George Stanley, the editor of the Milwaukee newspaper, has penned an editorial urging the public to lobby our legislature to ensure open government. He begins:
Folks, if we want open, honest government in Wisconsin, we’ll have to earn it. We can’t take it for granted or leave the job to others, not with the relentless efforts in Madison to reduce access to information about what our elected representatives are up to.
Only one approach to date has deterred the overseers of our state from hiding evidence of how they curry favor and then dole out taxpayer dollars, advantageous legislation and public resources in return. That instrument is the most basic act of democracy: Thousands of voters taking time to tell them to stop.

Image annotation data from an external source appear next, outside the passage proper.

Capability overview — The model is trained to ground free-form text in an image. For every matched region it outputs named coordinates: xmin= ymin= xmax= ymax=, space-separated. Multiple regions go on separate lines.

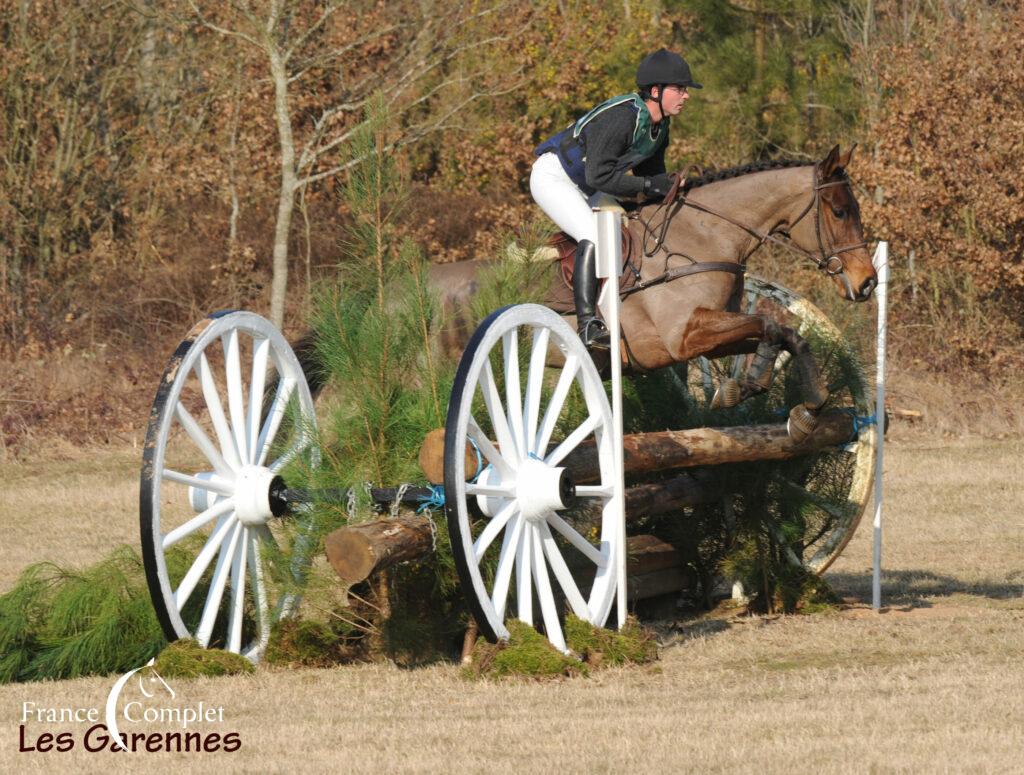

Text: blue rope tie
xmin=841 ymin=406 xmax=878 ymax=441
xmin=416 ymin=484 xmax=444 ymax=514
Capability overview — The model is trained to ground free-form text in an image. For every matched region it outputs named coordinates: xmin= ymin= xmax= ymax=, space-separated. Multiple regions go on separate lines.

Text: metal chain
xmin=390 ymin=482 xmax=412 ymax=519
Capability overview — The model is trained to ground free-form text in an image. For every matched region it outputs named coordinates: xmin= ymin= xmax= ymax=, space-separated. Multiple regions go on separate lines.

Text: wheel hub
xmin=515 ymin=458 xmax=575 ymax=522
xmin=234 ymin=466 xmax=278 ymax=525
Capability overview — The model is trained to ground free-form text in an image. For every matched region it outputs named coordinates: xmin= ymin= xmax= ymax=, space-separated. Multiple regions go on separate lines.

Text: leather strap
xmin=621 ymin=261 xmax=744 ymax=297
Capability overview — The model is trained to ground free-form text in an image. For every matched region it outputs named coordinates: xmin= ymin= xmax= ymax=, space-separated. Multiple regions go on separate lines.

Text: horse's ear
xmin=818 ymin=145 xmax=840 ymax=181
xmin=839 ymin=143 xmax=857 ymax=170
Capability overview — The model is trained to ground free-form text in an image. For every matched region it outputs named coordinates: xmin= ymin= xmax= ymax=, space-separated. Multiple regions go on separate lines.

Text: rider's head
xmin=637 ymin=48 xmax=703 ymax=121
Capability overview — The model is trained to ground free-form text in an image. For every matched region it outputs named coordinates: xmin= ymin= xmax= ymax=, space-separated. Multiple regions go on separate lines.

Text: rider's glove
xmin=643 ymin=172 xmax=673 ymax=199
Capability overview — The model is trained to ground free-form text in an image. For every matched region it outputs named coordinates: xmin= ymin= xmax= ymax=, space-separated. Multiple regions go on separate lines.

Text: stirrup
xmin=579 ymin=317 xmax=611 ymax=350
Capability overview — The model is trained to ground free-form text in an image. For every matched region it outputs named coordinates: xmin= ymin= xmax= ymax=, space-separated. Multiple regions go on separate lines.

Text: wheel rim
xmin=444 ymin=304 xmax=621 ymax=651
xmin=140 ymin=312 xmax=317 ymax=660
xmin=687 ymin=276 xmax=878 ymax=574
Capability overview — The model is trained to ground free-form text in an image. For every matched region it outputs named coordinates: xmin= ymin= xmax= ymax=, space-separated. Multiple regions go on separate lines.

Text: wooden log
xmin=420 ymin=412 xmax=853 ymax=484
xmin=324 ymin=515 xmax=433 ymax=584
xmin=324 ymin=507 xmax=692 ymax=600
xmin=324 ymin=474 xmax=721 ymax=584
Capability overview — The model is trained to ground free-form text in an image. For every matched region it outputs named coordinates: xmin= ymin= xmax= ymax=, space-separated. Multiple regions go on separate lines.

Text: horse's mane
xmin=683 ymin=159 xmax=814 ymax=191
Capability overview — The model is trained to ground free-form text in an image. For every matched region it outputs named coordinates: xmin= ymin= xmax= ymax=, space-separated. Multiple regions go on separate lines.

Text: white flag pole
xmin=590 ymin=193 xmax=626 ymax=629
xmin=871 ymin=242 xmax=889 ymax=610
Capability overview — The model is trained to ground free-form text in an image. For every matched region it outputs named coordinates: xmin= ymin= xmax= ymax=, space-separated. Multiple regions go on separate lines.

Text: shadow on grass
xmin=824 ymin=570 xmax=1024 ymax=608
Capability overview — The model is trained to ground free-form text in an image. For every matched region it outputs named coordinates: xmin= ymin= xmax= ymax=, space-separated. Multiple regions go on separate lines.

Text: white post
xmin=871 ymin=242 xmax=889 ymax=610
xmin=591 ymin=195 xmax=626 ymax=628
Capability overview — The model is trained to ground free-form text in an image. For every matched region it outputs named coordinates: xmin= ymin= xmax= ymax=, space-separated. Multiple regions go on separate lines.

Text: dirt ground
xmin=0 ymin=424 xmax=1024 ymax=773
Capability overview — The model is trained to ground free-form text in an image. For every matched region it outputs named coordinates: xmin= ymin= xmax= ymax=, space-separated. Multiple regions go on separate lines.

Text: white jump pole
xmin=590 ymin=193 xmax=626 ymax=629
xmin=871 ymin=242 xmax=889 ymax=611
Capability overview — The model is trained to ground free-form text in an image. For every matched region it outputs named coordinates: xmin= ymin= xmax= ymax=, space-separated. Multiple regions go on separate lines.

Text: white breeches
xmin=529 ymin=154 xmax=597 ymax=245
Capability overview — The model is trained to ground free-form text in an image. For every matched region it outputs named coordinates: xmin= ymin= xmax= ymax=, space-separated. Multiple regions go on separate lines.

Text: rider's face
xmin=662 ymin=85 xmax=690 ymax=116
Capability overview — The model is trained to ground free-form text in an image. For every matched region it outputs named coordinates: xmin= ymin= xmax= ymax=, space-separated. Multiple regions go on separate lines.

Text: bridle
xmin=626 ymin=164 xmax=867 ymax=299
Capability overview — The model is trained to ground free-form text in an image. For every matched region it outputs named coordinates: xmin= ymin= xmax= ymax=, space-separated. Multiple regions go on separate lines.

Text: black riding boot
xmin=572 ymin=240 xmax=610 ymax=350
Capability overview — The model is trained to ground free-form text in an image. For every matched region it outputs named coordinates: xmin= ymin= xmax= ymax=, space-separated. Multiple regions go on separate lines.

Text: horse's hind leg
xmin=779 ymin=328 xmax=828 ymax=442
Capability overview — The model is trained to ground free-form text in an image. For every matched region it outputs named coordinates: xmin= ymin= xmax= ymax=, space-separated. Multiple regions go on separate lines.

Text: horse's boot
xmin=572 ymin=240 xmax=611 ymax=350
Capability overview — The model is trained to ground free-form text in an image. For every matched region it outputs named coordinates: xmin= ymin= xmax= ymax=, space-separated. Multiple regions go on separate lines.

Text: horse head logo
xmin=105 ymin=657 xmax=175 ymax=750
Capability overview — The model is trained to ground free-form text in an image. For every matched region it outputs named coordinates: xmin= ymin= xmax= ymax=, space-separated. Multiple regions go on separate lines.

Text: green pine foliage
xmin=0 ymin=547 xmax=166 ymax=683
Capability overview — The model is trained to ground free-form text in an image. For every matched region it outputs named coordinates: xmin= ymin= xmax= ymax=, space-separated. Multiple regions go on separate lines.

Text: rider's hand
xmin=643 ymin=172 xmax=674 ymax=199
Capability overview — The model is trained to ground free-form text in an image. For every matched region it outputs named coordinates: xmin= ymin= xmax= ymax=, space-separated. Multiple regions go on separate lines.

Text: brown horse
xmin=431 ymin=145 xmax=878 ymax=438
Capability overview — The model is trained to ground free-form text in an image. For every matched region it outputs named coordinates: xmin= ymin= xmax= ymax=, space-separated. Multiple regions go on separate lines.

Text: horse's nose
xmin=859 ymin=277 xmax=879 ymax=301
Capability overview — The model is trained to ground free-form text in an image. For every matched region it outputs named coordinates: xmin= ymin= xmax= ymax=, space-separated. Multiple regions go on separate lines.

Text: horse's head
xmin=790 ymin=145 xmax=878 ymax=301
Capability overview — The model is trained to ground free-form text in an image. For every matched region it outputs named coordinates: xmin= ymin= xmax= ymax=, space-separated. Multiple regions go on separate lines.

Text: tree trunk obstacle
xmin=325 ymin=412 xmax=854 ymax=600
xmin=324 ymin=515 xmax=692 ymax=600
xmin=420 ymin=412 xmax=854 ymax=484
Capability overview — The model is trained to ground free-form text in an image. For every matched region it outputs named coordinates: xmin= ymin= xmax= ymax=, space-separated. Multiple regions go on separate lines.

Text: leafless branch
xmin=188 ymin=0 xmax=263 ymax=48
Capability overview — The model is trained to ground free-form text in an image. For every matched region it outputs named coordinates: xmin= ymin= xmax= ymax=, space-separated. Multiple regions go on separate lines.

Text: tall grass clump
xmin=0 ymin=547 xmax=167 ymax=683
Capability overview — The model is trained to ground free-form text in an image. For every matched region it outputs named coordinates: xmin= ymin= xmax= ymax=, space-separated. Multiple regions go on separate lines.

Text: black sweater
xmin=582 ymin=103 xmax=669 ymax=198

I agree with Stanley’s overall message. Open government is vitally important and we must continually push back on our politicians’ efforts to hide their activities from public scrutiny. But it is difficult for me to take George Stanley seriously on this issue. His editorial page has been a passionate advocate for the John Doe laws, which are designed to keep investigations secret so that the public doesn’t know what prosecutors are doing. The John Doe process allows a prosecutor to investigate people and turn their lives upside down while forcing them to remain silent about the entire ordeal under penalty of imprisonment. It is difficult to think of a more aggressive use of the coercive force of government, but Stanley thinks it’s okey-dokey for it to be completely hidden from the public.
So yeah… George… I agree with you, but you are hardly the best standard-bearer for this cause.